Pode-se buscar o álibi de que era uma "audiência" informal entre um megaempresário e o presidente da República. Seria um encontro autoexplicativo pela relevância dos personagens envolvidos. O problema é que a gravação deixa claro que em nenhum momento a conversa tratou, mesmo que perifericamente, de algum tema relacionado ao que legitimaria o diálogo entre os dois. Não se fala de nenhum investimento, não se discute a questão do emprego ou exportações e são ignorados temas importantes da agenda econômica, como as reformas, que seriam relevantes tanto para o presidente como para um megaempresário.
Joesley preparou uma armadilha e o presidente Temer caiu. Não há inocentes nessa conversa. Ali, quem falou sabia o que estava falando, para quem estava falando e porque estava falando. Joesley não queria Justiça, queria arrumar um cúmplice e conseguiu. Para o presidente, político experiente e profundo conhecedor das normas legais, o tom de informalismo que tenta dar ao encontro não combina com a imagem que construiu de homem público cioso dos protocolos de postura. Ali, na conversa, ficam expostos os "usos e costumes" que comandam a política e alguns empresários.
Toda a conversa é permeada de insinuações diretas e indiretas de promiscuidade entre o público e o privado. São tratados como estratégicos postos dentro da burocracia governamental tratados como num balcão de comércio. Até mesmo no momento em que Joesley faz um comentário aparentemente despretensioso sobre a economia, falando que os juros precisam baixar rapidamente, existe a sentença oculta de que estaria buscando informação privilegiada. Aliás, diante das suspeitas cada vez mais consistentes de que o empresário usou a própria delação para alavancar operações no mercado financeiro, o comentário sobre juros se apresenta muito mais como uma sondagem do que como uma preocupação.
Diante da estratégia ardilosa do empresário, os termos do acordo que firmou com o Ministério Público passam a ser altamente questionáveis. A ideia de que pôs a vida em risco com a gravação fica frágil. Ele fez o que fez movido pelo interesse de salvar a própria pele. Como diz um investigador, qualquer animal quando se sente acuado, ataca. É fato que o empresário deu uma contribuição inédita para as investigações. O questionamento é se dar salvo conduto ao criminoso para usufruir da imensa riqueza que obteve graças aos crimes que praticou e o deixar liberado para operar em todas as atividades onde delinquiu não significa que, para Joesley, o crime compensou .
O quadro que se apresenta é que o país vem sendo comandado sucessivamente por uma parceria público/privada com um grau de contaminação que dá a sensação de que não sobra ninguém. É incrível como as práticas se repetem e as narrativas para tentar negar os fatos também se mostram semelhantes.

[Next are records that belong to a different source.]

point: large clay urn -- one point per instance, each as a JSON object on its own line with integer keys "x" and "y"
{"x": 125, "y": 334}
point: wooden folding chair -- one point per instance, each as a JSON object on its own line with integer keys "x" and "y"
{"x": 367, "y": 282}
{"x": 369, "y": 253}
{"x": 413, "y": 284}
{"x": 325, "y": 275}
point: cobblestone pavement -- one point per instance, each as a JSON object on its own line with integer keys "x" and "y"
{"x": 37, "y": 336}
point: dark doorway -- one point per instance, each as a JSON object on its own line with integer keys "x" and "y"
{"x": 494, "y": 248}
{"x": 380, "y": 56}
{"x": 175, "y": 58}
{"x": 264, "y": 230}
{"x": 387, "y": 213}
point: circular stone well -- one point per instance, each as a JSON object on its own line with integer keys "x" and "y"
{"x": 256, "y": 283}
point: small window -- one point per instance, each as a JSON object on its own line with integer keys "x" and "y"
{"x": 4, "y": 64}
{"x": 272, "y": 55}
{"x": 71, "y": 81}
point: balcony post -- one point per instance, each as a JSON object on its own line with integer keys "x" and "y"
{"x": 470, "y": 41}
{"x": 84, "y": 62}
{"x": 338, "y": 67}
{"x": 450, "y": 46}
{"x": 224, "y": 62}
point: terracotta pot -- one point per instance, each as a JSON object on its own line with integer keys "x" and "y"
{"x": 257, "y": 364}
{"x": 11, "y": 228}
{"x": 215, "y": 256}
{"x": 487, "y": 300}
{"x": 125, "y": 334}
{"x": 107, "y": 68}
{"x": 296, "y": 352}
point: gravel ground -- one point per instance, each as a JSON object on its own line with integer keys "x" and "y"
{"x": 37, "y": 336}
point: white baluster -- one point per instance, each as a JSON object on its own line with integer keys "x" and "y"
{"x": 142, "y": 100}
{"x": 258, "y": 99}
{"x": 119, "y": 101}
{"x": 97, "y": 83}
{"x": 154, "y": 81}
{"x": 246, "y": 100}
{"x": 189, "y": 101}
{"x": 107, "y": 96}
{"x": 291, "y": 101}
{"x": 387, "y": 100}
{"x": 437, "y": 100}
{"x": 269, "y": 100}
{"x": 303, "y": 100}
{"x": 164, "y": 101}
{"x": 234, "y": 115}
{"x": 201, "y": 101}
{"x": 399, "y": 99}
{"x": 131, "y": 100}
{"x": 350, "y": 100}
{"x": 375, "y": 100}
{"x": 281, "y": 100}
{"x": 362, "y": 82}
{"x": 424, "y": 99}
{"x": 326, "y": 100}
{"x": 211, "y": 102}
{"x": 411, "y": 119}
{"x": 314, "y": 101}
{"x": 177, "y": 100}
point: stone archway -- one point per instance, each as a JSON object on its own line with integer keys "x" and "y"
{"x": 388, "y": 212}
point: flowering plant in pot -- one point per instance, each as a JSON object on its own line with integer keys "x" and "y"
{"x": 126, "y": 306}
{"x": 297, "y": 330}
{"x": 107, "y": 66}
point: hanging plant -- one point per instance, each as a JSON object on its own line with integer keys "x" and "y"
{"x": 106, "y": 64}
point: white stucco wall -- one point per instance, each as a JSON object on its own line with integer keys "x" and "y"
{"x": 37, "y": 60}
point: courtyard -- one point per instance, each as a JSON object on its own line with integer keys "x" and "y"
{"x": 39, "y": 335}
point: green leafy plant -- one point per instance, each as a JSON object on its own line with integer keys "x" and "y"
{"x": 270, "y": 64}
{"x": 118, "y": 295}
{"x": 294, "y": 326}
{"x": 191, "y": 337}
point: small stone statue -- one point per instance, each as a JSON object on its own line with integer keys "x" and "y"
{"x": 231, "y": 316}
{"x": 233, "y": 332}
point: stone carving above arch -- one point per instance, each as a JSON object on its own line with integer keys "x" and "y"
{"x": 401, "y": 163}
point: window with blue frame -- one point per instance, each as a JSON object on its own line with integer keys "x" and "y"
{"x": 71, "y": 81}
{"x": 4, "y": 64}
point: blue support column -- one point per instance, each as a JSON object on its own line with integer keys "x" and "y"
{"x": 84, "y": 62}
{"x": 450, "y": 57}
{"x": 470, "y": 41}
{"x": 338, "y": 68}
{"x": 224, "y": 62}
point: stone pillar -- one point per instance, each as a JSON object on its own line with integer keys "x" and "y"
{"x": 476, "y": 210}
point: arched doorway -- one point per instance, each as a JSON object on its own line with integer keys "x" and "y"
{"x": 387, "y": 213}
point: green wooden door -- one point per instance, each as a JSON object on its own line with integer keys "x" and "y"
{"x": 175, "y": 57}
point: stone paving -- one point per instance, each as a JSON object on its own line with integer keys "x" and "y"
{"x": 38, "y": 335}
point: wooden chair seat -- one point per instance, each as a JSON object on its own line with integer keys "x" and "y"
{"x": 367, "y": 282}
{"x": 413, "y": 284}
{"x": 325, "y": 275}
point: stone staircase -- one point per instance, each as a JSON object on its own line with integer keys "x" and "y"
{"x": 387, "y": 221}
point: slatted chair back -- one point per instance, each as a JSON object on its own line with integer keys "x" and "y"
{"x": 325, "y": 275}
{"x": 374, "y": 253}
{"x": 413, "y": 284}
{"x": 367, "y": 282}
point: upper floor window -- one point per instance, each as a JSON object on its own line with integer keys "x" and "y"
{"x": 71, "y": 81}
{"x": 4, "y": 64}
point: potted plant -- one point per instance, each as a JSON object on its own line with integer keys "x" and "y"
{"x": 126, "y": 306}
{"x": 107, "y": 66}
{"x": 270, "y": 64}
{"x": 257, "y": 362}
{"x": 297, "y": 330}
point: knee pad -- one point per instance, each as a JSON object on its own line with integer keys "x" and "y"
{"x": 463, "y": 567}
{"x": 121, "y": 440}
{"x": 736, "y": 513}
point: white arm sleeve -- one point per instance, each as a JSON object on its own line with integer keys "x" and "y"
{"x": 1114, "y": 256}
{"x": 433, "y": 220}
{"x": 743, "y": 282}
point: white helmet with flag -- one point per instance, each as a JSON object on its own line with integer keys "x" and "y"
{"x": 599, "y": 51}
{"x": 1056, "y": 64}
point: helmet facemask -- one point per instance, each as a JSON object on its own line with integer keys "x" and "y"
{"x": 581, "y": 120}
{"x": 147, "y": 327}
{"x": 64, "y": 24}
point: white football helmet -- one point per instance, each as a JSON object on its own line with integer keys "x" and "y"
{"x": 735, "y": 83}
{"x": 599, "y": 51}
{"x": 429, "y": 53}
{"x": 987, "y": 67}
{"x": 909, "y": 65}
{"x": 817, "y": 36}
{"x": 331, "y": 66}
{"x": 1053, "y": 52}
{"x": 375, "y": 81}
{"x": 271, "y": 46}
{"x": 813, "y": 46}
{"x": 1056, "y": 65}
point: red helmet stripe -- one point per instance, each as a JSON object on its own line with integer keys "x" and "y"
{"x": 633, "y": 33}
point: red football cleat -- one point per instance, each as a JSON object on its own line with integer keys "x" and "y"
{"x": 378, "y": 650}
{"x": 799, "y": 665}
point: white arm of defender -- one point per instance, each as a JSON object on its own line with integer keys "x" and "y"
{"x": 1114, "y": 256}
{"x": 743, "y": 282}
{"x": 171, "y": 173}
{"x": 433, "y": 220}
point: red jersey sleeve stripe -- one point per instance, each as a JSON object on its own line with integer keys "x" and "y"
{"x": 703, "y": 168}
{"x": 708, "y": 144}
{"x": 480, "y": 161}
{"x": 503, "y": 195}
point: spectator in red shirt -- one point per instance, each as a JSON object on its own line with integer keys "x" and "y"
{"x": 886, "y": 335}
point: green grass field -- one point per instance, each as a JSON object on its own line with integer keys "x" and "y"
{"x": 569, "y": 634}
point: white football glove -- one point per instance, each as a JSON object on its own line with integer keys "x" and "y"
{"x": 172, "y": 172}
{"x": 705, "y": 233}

Mais uma vez o cerco se fecha sobre um governo onde todo o entorno presidencial vai sendo envolvido e a figura central, o presidente, busca lavar as mãos com a alegação de que seus assessores e assistentes agiam por conta própria e à revelia do chefe. O ex-presidente Lula inaugurou o "eu não sabia" no Mensalão. Os dois maiores esquemas de corrupção do país prosperaram por seus dois governos e envolveram todo o staff do partido dele, o PT, e da equipe presidencial. Mas, o próprio vivia alheio a tudo isso.

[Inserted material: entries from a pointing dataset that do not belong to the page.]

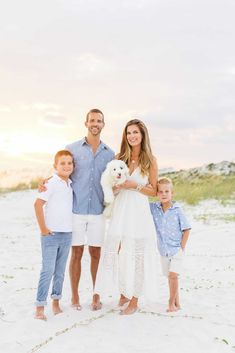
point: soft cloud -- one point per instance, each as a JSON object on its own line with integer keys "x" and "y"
{"x": 54, "y": 120}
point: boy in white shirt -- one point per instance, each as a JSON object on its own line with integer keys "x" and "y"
{"x": 53, "y": 209}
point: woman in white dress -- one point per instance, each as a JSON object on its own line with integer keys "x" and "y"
{"x": 128, "y": 263}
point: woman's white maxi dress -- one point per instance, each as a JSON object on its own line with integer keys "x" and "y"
{"x": 129, "y": 262}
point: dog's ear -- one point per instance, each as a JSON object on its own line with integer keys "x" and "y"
{"x": 126, "y": 169}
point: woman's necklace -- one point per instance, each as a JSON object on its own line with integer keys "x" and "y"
{"x": 134, "y": 160}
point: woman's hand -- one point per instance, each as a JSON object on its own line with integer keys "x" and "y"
{"x": 128, "y": 184}
{"x": 45, "y": 231}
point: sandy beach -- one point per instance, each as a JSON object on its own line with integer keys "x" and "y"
{"x": 206, "y": 322}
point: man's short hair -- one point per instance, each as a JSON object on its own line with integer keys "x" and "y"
{"x": 94, "y": 111}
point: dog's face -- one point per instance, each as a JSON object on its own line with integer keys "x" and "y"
{"x": 118, "y": 171}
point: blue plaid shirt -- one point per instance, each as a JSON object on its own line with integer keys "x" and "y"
{"x": 169, "y": 227}
{"x": 88, "y": 195}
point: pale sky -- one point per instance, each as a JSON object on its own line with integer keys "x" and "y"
{"x": 169, "y": 63}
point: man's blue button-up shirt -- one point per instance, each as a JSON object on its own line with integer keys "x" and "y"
{"x": 88, "y": 195}
{"x": 169, "y": 227}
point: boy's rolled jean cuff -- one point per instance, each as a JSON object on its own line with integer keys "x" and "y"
{"x": 42, "y": 303}
{"x": 56, "y": 296}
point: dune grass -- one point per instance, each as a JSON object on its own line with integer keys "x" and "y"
{"x": 190, "y": 189}
{"x": 194, "y": 190}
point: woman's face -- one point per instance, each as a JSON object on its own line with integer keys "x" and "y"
{"x": 133, "y": 135}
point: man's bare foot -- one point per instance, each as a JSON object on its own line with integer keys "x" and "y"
{"x": 123, "y": 300}
{"x": 171, "y": 308}
{"x": 56, "y": 307}
{"x": 76, "y": 307}
{"x": 39, "y": 314}
{"x": 129, "y": 310}
{"x": 96, "y": 303}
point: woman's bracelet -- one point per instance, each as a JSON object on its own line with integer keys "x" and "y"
{"x": 139, "y": 187}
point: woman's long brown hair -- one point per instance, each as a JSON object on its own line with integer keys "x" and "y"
{"x": 145, "y": 156}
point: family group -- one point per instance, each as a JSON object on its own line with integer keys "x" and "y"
{"x": 124, "y": 253}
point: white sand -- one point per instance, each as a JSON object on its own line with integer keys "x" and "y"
{"x": 205, "y": 324}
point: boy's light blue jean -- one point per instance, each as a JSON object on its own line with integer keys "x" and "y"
{"x": 55, "y": 251}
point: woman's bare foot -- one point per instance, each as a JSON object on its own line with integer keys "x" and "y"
{"x": 171, "y": 308}
{"x": 56, "y": 307}
{"x": 39, "y": 314}
{"x": 76, "y": 304}
{"x": 129, "y": 310}
{"x": 96, "y": 303}
{"x": 123, "y": 300}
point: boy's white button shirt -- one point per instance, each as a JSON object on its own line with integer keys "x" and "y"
{"x": 59, "y": 204}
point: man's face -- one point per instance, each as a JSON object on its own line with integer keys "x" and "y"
{"x": 95, "y": 123}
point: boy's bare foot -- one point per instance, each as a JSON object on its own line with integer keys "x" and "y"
{"x": 76, "y": 307}
{"x": 39, "y": 314}
{"x": 96, "y": 303}
{"x": 56, "y": 307}
{"x": 123, "y": 300}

Na sequência, veio o governo da ex-presidente Dilma. Os esquemas ganharam escala, personagens antigos continuaram dando as cartas dentro do governo e novos foram incluídos abrindo mais frentes para que o jogo da corrupção continuasse ativo. A presidente mais uma vez não sabia de nada. Era uma ilha cercada de corruptos por todos os lados. O mesmo discurso é apresentado agora a cada novo auxiliar do presidente Michel Temer que cai na rede da Lava-Jato.
Tentar criar no subconsciente a ideia de que os fins justificam os meios não funciona mais. Querer barganhar desvios com avanços é buscar uma negociação voltada para padrões que deixaram de ser tolerados. Os discursos de Lula, Dilma e Temer encontram pelo menos um ponto de convergência. Os três parecem ter sido acometidos de um mal que no meio jurídico se convencionou chamar de cegueira deliberada.